Image claiming U.S. struck painted fighter jets at an Iranian base was AI-made
A photo circulating on social media claims that Iran painted images of fighter jets on an airbase to deceive the United States and Israel, and that the U.S. mistakenly launched an airstrike on the fake aircraft. A Dismislab fact-check finds the claim to be false. The image was generated using Google’s artificial intelligence tools.
On March 6, 2026, a Facebook page named Suman Kais posted the image. The caption claimed that the United States carried out a “precise strike” on what it believed were Iranian fighter jets, and that CENTCOM later released footage of the attack from its verified account. The post further claimed that Iran had announced the jets were not real aircraft but part of a deception strategy designed to mislead U.S. and Israeli forces. According to the caption, Iran said it had employed the same tactic at more than a hundred airbases, while storing its actual fighter jets in underground facilities.
The image shows what appears to be a top‑down satellite view of an airbase, with three fighter‑jet‑like shapes painted on the ground. The middle shape appears to be destroyed inside a large crater.

By the time this report was written, the post had received more than 224,000 reactions, shared over 12,000 times, and attracted more than 6,500 comments. Several other Facebook pages and profiles (1, 2) also shared the same image with similar claims, and the image was found circulating on X (1, 2) as well.

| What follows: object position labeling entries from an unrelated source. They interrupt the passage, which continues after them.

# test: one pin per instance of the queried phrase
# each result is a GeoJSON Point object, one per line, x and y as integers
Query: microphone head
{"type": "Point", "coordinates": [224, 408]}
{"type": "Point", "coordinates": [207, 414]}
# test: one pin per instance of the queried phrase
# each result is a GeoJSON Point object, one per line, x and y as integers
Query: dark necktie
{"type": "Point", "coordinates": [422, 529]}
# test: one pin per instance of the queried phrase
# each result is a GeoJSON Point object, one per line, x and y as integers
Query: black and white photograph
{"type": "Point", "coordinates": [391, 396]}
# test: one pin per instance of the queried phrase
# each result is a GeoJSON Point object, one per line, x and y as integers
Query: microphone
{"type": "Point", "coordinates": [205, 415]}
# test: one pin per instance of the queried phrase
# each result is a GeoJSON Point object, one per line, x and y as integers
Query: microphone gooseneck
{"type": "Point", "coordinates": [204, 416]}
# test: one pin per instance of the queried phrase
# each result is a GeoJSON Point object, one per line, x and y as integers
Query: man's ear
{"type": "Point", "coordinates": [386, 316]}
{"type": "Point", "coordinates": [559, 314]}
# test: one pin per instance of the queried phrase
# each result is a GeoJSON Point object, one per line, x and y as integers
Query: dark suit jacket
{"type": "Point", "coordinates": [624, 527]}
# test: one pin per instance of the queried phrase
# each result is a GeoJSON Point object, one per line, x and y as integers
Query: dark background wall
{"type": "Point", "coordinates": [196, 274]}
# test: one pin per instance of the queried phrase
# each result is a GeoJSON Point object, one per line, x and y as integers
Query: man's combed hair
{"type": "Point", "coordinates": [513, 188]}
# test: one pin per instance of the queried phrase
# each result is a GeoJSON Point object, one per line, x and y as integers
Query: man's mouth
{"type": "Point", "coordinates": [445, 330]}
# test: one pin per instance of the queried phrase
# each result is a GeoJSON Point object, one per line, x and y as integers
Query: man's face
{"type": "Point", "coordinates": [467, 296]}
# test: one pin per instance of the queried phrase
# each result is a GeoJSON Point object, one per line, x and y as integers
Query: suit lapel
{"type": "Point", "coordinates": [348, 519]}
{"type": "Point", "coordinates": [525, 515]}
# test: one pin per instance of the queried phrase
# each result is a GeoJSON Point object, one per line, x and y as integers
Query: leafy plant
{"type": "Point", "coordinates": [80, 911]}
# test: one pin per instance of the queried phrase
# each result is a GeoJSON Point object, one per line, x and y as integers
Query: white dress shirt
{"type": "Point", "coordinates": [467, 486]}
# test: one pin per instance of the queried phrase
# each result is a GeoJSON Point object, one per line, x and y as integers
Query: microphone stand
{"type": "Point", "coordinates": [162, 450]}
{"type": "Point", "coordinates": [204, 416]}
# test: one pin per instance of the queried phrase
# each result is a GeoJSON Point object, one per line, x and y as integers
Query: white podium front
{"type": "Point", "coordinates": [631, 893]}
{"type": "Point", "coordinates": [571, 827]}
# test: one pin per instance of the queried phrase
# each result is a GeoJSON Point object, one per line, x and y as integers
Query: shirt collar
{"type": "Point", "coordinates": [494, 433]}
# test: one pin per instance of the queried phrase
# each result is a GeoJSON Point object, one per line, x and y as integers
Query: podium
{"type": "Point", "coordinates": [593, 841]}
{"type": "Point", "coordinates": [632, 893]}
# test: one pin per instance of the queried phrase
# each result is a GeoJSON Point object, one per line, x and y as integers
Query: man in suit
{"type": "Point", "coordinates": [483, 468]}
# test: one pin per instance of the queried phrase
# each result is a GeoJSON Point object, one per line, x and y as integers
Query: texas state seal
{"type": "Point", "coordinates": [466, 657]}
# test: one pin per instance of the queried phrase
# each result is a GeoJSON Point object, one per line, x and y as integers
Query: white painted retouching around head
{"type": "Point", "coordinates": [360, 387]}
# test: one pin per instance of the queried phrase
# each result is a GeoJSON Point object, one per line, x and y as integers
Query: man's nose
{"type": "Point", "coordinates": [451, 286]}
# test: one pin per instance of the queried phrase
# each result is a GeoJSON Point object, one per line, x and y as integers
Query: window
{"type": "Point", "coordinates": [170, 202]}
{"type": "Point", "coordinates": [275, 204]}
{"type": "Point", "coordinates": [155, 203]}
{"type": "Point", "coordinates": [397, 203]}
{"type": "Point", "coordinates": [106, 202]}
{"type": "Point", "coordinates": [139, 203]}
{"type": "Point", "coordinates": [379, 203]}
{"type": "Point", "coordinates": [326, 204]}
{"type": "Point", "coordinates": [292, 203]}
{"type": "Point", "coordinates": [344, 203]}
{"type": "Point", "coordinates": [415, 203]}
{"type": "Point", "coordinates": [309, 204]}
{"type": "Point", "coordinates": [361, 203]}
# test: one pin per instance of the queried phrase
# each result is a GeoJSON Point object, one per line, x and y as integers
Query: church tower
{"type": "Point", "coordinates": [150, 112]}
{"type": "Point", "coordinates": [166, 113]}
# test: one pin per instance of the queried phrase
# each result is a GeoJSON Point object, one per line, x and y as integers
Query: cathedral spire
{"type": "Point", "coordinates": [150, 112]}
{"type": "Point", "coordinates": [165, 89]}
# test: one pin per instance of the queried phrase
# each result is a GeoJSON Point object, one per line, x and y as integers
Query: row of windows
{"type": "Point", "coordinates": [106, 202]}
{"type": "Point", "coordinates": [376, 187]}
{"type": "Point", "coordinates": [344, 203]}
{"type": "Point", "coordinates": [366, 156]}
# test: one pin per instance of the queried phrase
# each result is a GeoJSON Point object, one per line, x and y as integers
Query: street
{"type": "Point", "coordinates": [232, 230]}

To verify the claim, Dismislab analyzed the image using Google Gemini’s AI‑detection tool, SynthID. The analysis revealed that the viral image is not a real photograph or satellite image but was generated by artificial intelligence. SynthID detected a watermark embedded in the image, indicating that it had been created with a Google AI model. The tool also marked the confidence level of its finding as “high.”

To further illustrate its assessment, SynthID generated a heat map that visually highlighted the AI‑generated sections of the image. The map displayed a blue overlay across the entire image, confirming that it was produced by artificial intelligence.